When the container exits, Docker removes the cgroup directory. Clean slate.
You can see the cgroup limits on a running container:
docker run -d --memory 64m --name demo nginx
docker inspect demo | grep -A2 Memory"Memory": 67108864,
"MemorySwap": 67108864,And confirm it on the cgroupfs directly:
cat /sys/fs/cgroup/docker/$(docker inspect --format='{{.Id}}' demo)/memory.max67108864Same number, two different views — Docker's JSON API and the raw kernel interface underneath it.
#What Cgroups Actually Protect Against
Let's be concrete about the threat model. Cgroups protect against two main failure classes:
Noisy neighbor. Container A has a memory leak. Without cgroups, it would consume all available RAM, forcing the kernel to swap or OOM-kill processes across the entire host — taking down Container B, Container C, and every other workload. With cgroups, Container A gets OOM-killed inside its own cgroup. Container B never notices.
Malicious consumption. Container A is trying to starve other tenants by pinning all CPUs and allocating all memory. With CPU quotas and memory limits, it gets exactly its allotted share and no more.
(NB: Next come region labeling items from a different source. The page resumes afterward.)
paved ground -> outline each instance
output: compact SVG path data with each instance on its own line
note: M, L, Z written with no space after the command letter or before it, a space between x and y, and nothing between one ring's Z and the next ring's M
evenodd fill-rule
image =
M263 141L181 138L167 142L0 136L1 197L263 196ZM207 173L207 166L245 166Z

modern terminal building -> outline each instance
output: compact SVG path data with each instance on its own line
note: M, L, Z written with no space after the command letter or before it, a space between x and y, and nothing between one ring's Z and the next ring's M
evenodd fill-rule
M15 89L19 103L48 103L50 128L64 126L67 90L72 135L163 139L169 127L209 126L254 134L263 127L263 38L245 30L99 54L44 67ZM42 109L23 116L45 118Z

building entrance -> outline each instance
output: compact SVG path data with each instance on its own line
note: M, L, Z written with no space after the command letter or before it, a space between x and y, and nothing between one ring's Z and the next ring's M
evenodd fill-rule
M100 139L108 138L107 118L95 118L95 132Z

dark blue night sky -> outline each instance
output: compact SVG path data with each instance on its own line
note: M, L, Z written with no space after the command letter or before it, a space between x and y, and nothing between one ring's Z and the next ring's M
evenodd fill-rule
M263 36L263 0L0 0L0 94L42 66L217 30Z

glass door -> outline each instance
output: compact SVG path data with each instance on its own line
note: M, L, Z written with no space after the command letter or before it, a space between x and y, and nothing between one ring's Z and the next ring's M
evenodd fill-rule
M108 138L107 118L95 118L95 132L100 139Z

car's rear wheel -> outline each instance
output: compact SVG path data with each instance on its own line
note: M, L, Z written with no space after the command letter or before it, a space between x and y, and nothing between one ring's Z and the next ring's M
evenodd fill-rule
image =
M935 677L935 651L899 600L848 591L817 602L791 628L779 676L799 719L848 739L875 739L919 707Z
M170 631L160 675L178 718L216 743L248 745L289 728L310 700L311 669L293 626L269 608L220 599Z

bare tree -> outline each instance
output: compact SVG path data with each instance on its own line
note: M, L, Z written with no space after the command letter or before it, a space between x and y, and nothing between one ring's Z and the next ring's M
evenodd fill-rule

The attack vector is closed.
Neither of these required any application-level changes. The enforcement is in the kernel, transparent to the containerized process. It doesn't know it's being limited. It just hits a wall it can't see and can't move.
Key Takeaway: Namespaces give isolation — a process can't see other processes, networks, or filesystems. Cgroups give resource limits — a process can't consume more than its ceiling of CPU, RAM, I/O, or process count. Together they form the complete foundation of a container: a process with a lie about its environment (namespaces) and a hard cap on how much of the machine it can take (cgroups). You can create cgroups directly by making directories under
/sys/fs/cgroup/and writing limit values into the control files — Docker does exactly this, one cgroup per container, automatically cleaned up on exit.